If LLMs are amongst the most advanced AI technology we have access to, and the best LLMs only achieve 20% accuracy or thereabouts compared to the smartest humans, then we have a long way to go before we can trust AI to be “production grade”. For reference, my camera’s AI feels like a five-year beta! 

And herein lies the rub. 

  • Across companies, there’s often a top-down mandate to drive up productivity with AI.

  • There’s a huge chasm between the best of humans and the worst of AI. 

  • This chasm often causes the best workers to also be the most sceptical about AI.

  • That scepticism eventually leads to poor AI adoption, even where AI may deliver the most value.

How might we then extract the most value from AI? In my view, we’re best off thinking about AI technology as a perpetual beta. Don’t compare the tails - i.e. the best and worst of AI with the best and worst of humans. Instead, ask yourself if middle-of-the-road work can benefit from AI integration. I think we’ll all notice that on average, for the average, commonly understood tasks, the average AI will perform as well as the average human, if not better. I know that sentence contains a lot of averages. That’s by design. If there were one word you should take away from this article, I’d say it’d be “average”.

AI delivers most value in the very middle of the bell curve

Value at the core, not at the fringes

As AI tools become more like heavy-lifting cranes than the one-trick ponies they used to be, it’s tempting to seek value at the fringes of their current capability. It’s unsurprising that we then think of AI as a replacement for humans; something Erik Brynjolfsson calls the Turing trap:

“A trap where we sacrifice the real benefits of machines—namely, their potential to complement humans and do things we can’t.”

I wonder if embracing the perpetual beta nature of AI can help us derive more value from these technologies. Can a focus on the “average” stuff help us create more value with AI?

  • How can we employ AI to make the average developer more effective?

  • How can AI make existing teams more effective by doing tasks that humans find boring?

  • How can AI help us collaborate with our most adjacent colleagues by helping us practice some adjacent skills in safety?

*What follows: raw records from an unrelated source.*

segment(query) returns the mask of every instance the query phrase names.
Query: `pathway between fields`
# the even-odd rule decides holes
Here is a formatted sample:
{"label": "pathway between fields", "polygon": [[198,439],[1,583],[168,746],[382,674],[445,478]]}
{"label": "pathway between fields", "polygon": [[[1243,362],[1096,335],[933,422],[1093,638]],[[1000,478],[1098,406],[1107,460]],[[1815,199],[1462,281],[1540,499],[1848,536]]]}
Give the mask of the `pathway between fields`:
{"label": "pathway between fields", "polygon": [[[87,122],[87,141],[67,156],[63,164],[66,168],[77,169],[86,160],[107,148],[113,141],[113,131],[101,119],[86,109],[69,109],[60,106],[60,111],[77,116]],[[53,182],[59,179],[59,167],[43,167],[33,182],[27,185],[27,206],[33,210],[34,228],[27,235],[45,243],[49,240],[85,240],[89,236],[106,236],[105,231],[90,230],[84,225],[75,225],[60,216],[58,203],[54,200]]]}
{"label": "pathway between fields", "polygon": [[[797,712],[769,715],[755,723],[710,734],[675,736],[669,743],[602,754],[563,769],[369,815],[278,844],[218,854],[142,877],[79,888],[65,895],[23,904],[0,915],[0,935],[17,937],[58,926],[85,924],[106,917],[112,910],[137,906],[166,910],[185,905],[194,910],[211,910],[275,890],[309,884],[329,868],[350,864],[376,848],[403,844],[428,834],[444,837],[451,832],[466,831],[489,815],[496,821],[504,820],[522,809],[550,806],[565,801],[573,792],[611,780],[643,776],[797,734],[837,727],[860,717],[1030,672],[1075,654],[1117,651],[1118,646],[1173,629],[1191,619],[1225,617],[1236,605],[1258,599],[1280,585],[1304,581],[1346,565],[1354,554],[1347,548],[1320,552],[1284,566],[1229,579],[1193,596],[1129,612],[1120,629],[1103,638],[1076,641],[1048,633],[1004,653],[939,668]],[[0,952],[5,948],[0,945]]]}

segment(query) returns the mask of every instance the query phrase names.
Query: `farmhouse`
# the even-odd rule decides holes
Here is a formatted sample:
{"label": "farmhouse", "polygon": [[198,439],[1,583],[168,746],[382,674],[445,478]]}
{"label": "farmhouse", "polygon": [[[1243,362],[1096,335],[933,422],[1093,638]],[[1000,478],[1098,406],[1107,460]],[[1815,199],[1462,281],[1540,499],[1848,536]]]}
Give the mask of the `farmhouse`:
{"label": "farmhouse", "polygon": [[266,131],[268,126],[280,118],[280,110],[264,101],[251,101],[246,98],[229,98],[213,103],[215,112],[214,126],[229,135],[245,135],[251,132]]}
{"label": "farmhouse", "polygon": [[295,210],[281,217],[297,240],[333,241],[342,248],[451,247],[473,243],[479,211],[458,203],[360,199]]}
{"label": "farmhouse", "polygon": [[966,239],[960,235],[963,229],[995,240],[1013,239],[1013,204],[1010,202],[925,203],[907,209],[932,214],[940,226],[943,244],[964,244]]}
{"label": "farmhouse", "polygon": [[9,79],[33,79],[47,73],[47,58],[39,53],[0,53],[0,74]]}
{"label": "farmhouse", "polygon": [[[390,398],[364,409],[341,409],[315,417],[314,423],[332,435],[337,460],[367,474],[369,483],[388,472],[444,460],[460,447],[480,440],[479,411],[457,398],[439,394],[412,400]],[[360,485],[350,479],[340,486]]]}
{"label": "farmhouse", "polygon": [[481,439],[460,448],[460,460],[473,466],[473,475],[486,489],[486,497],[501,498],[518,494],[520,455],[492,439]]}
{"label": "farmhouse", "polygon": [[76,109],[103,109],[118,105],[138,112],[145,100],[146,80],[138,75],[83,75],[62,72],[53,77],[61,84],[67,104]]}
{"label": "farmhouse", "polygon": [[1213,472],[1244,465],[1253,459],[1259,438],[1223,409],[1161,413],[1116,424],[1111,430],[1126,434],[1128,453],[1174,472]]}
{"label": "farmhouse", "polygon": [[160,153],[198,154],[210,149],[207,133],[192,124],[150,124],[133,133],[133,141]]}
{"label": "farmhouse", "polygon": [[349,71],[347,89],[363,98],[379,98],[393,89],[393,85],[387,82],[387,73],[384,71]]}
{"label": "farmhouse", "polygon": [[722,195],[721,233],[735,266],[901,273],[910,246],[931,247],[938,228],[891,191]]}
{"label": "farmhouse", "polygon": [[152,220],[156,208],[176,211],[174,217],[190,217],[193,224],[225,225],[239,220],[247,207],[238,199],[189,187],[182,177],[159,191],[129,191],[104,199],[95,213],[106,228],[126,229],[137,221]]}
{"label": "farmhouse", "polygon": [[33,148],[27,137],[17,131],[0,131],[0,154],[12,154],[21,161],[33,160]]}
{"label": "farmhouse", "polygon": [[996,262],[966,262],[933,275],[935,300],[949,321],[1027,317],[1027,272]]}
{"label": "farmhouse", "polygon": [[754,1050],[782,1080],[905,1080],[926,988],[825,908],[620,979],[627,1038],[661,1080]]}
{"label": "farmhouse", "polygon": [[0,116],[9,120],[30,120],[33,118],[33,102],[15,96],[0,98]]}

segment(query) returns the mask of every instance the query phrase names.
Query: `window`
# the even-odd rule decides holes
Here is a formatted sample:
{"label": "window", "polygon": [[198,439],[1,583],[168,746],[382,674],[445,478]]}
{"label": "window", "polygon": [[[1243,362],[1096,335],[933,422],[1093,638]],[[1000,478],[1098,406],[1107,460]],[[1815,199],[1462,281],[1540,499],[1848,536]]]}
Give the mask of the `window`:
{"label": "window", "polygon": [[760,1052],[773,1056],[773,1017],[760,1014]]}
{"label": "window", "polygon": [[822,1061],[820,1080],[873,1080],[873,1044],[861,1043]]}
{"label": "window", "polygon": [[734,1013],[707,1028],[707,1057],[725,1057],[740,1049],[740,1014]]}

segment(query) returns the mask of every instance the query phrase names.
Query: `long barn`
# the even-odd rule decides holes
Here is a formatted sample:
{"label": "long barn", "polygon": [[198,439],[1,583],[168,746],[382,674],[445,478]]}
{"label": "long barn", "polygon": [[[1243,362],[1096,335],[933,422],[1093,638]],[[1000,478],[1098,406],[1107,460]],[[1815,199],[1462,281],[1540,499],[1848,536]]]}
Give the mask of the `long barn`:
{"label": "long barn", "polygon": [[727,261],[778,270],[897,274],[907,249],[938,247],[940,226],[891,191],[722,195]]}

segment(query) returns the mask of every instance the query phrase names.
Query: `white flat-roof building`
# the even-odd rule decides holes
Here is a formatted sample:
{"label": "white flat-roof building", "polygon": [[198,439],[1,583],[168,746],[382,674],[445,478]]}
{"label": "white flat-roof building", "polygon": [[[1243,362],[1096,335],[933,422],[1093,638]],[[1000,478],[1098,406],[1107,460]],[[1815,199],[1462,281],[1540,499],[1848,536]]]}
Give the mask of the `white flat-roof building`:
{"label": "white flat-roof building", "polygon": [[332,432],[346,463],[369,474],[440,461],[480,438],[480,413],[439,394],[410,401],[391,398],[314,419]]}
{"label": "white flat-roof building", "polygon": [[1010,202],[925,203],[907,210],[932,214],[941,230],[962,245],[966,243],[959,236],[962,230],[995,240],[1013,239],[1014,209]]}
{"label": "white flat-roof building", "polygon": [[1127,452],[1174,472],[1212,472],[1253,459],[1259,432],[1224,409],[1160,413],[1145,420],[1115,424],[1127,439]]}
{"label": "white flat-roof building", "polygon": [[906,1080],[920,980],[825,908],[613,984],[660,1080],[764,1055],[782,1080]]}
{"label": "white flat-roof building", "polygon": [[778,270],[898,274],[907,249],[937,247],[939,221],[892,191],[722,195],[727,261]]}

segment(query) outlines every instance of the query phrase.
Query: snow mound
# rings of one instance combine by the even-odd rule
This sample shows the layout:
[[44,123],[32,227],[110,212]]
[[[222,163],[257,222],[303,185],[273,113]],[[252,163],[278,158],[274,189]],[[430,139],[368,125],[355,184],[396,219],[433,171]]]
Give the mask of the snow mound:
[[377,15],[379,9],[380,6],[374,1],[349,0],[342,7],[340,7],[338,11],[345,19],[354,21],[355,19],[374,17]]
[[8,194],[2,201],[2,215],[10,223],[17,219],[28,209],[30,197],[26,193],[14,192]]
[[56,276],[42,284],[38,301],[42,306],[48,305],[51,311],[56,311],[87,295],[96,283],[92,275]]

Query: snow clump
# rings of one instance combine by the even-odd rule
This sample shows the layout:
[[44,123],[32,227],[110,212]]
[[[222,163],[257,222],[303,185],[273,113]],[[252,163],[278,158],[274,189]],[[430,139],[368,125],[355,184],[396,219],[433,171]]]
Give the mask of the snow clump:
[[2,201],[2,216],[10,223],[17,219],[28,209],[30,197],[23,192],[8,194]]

  • How can we utilise AI to handle the core, repetitive, well-understood, and routine work, so that humans can focus their 40 hours on bona fide reasoning and problem-solving at the fringes?

Instead of thinking of AI as a replacement for humans, can AI improve the mix of drudgery and novelty in our portfolio of work?  

Improving the portfolio of modern knowledge work

The perpetual beta mindset can help assuage concerns that our smartest colleagues have with the over-enthusiastic, techno-utopian spiel they hear about AI. Most people will sign up to reduce drudgery at the well-understood core. Most people will help you unpack their jobs if they don’t fear that AI will replace them at some point. But AI transformation will continue to hit roadblocks, not in the least from the best knowledge workers, if job losses loom large and if executives rate AI as more than a perpetual beta. 

As for my wildlife photography adventures, my camera nails focus for the most common scenarios I encounter in the wilderness. It helps me be far more effective when photographing fast action than I’ve ever been in the past. Yes, my keeper rate is 50-70%, but that’s probably 3x what I could achieve before AI became part of my workflow. Of course, it’ll fail from time to time. That’s a novel situation for me to be the human in the loop and exercise my judgment. For the rest of the drudgery of mucking with camera controls, AI has my back!